# I started stapling the bags shut



## FormerTaxiDriver♧ (Apr 5, 2018)

Doordash revamped protections on ratings about sealed bags, so I went to Walmart and bought a $7.xx stapler.

So far, so good.


----------



## Money Up Front (Apr 4, 2017)

FormerTaxiDriver♧ said:


> stapler.


I do this also on when I get an open paper bag from restaurants. 
Jack in the box is usually the biggest offender


----------



## Soul Recycler (Mar 31, 2020)

I like the idea, but it seems like a liability waiting to happen. I'd use stickers instead. 
A staple could fall into their food, or they could get poked by the staple opening the bag.
Especially, if they are a child, elderly or disabled.


----------



## WAHN (May 6, 2019)

Just glad I deliver in an area where I don't have to worry about this type of petty shit.


----------



## FormerTaxiDriver♧ (Apr 5, 2018)

Soul Recycler said:


> I like the idea, but it seems like a liability waiting to happen. I'd use stickers instead.
> A staple could fall into their food, or they could get poked by the staple opening the bag.
> Especially, if they are a child, elderly or disabled.


We have some restaurants in my area, with high ratings, that staple their bags shut already. I don't think liability is a huge problem with staples, but I know what you mean.


----------



## Soul Recycler (Mar 31, 2020)

FormerTaxiDriver♧ said:


> We have some restaurants in my area, with high ratings, that staple their bags shut already. I don't think liability is a huge problem with staples, but I know what you mean.
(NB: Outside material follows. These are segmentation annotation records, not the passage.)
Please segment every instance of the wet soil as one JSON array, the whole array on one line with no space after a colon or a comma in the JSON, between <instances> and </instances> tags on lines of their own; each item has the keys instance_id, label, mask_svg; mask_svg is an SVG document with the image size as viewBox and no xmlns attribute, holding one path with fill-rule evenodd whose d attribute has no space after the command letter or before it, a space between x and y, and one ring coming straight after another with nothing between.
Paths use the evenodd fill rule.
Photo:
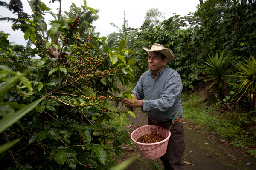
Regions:
<instances>
[{"instance_id":1,"label":"wet soil","mask_svg":"<svg viewBox=\"0 0 256 170\"><path fill-rule=\"evenodd\" d=\"M147 117L140 109L134 111L136 118L129 117L131 125L127 127L130 134L138 125L147 125ZM144 119L145 118L145 119ZM183 154L186 170L256 170L256 159L245 154L214 134L207 135L198 131L186 120L183 120L186 148ZM126 170L163 169L159 159L148 159L140 156L136 146L125 146L127 154L121 161L137 154L138 159ZM159 165L162 167L159 167ZM154 166L156 166L157 167ZM162 169L163 168L163 169Z\"/></svg>"}]
</instances>

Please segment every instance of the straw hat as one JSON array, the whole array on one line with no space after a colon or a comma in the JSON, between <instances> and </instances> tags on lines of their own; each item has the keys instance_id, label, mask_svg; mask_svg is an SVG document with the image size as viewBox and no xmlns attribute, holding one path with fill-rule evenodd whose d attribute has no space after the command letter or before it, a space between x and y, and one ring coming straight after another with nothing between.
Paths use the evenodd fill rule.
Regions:
<instances>
[{"instance_id":1,"label":"straw hat","mask_svg":"<svg viewBox=\"0 0 256 170\"><path fill-rule=\"evenodd\" d=\"M172 50L165 48L163 46L159 44L154 44L150 50L145 47L143 47L143 49L148 54L149 54L149 52L152 51L157 51L163 54L167 58L167 63L171 62L175 59L175 55Z\"/></svg>"}]
</instances>

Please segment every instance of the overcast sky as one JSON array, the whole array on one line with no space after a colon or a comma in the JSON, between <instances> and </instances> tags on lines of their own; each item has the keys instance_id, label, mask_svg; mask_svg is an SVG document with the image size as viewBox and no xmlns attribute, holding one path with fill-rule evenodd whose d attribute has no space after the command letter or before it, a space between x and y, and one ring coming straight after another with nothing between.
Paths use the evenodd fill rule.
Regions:
<instances>
[{"instance_id":1,"label":"overcast sky","mask_svg":"<svg viewBox=\"0 0 256 170\"><path fill-rule=\"evenodd\" d=\"M2 0L9 3L9 0ZM56 8L59 3L55 2L49 3L49 0L41 0L46 6L52 9L55 13L57 12ZM27 0L21 0L25 12L31 14L31 10ZM96 31L100 33L100 37L106 36L110 33L117 31L116 28L110 24L114 23L119 28L122 28L123 23L124 12L125 12L125 19L128 21L128 26L134 28L138 28L143 24L147 11L151 8L157 8L165 14L164 17L168 19L173 16L173 13L184 16L189 12L194 12L196 6L199 3L198 0L87 0L87 6L99 10L98 15L99 18L93 23L96 27ZM62 0L62 11L69 11L72 3L77 7L83 4L83 0ZM9 11L0 6L0 16L3 17L17 17ZM47 20L53 20L50 15L46 16ZM0 21L0 31L3 31L11 34L9 37L10 41L17 44L26 45L24 40L24 34L20 31L14 31L11 29L12 23ZM48 28L49 29L49 28Z\"/></svg>"}]
</instances>

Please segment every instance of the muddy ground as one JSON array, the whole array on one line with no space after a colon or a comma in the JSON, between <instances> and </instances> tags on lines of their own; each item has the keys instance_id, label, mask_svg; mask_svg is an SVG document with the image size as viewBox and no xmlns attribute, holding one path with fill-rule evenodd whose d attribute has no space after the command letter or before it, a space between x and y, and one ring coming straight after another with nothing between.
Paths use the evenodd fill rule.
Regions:
<instances>
[{"instance_id":1,"label":"muddy ground","mask_svg":"<svg viewBox=\"0 0 256 170\"><path fill-rule=\"evenodd\" d=\"M141 126L147 125L147 117L143 122L145 114L141 112L140 108L134 110L134 113L136 118L130 117L131 125L127 127L130 134L142 122ZM206 135L198 132L186 120L183 121L186 144L183 160L186 170L256 170L256 159L243 150L232 146L213 133ZM140 155L136 147L125 146L124 149L127 153L120 161L136 154ZM163 169L159 159L148 159L140 156L126 170L154 170L154 169Z\"/></svg>"}]
</instances>

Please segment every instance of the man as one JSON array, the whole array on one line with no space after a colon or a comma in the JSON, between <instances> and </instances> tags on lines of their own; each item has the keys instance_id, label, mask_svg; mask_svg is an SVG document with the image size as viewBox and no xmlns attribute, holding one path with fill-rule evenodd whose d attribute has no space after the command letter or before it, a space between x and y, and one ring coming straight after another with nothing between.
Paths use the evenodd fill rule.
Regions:
<instances>
[{"instance_id":1,"label":"man","mask_svg":"<svg viewBox=\"0 0 256 170\"><path fill-rule=\"evenodd\" d=\"M175 56L172 50L158 44L154 44L150 50L143 48L148 54L149 70L142 74L132 91L134 103L128 98L123 102L128 108L141 107L142 111L148 117L148 124L169 130L176 113L178 113L177 117L179 118L183 113L180 76L177 71L166 66L174 60ZM185 169L182 159L185 150L183 124L183 121L174 123L170 130L166 153L160 158L166 170Z\"/></svg>"}]
</instances>

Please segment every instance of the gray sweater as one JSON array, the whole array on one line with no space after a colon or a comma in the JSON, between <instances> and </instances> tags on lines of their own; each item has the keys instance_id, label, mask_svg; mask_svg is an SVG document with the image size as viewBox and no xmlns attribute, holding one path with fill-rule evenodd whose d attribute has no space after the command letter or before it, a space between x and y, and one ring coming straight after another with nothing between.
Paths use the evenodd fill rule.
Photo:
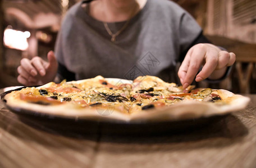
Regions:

Better their liability than ours, all I'm sayin'. It's never the huge problems that are liabilities, it's little problems, like old ladies who spill the hot coffee in their laps and sue the restaurant because the coffee was too hot. Stupid things. Like people using lawnmowers to trim hedges and suing the manufacturer when they hurt themselves because there is no warning label to restrict it. I could go on and on.

A sticker could suffocate someone, but it just seems less dangerous than a pointy little sliver of metal.


----------



## 2win (Jun 29, 2019)

Can’t the customer say it wasn’t sealed and things were missing even if it was? Can’t you take food out and then staple it?


----------



## FormerTaxiDriver♧ (Apr 5, 2018)

2win said:


> Can't you take food out and then staple it?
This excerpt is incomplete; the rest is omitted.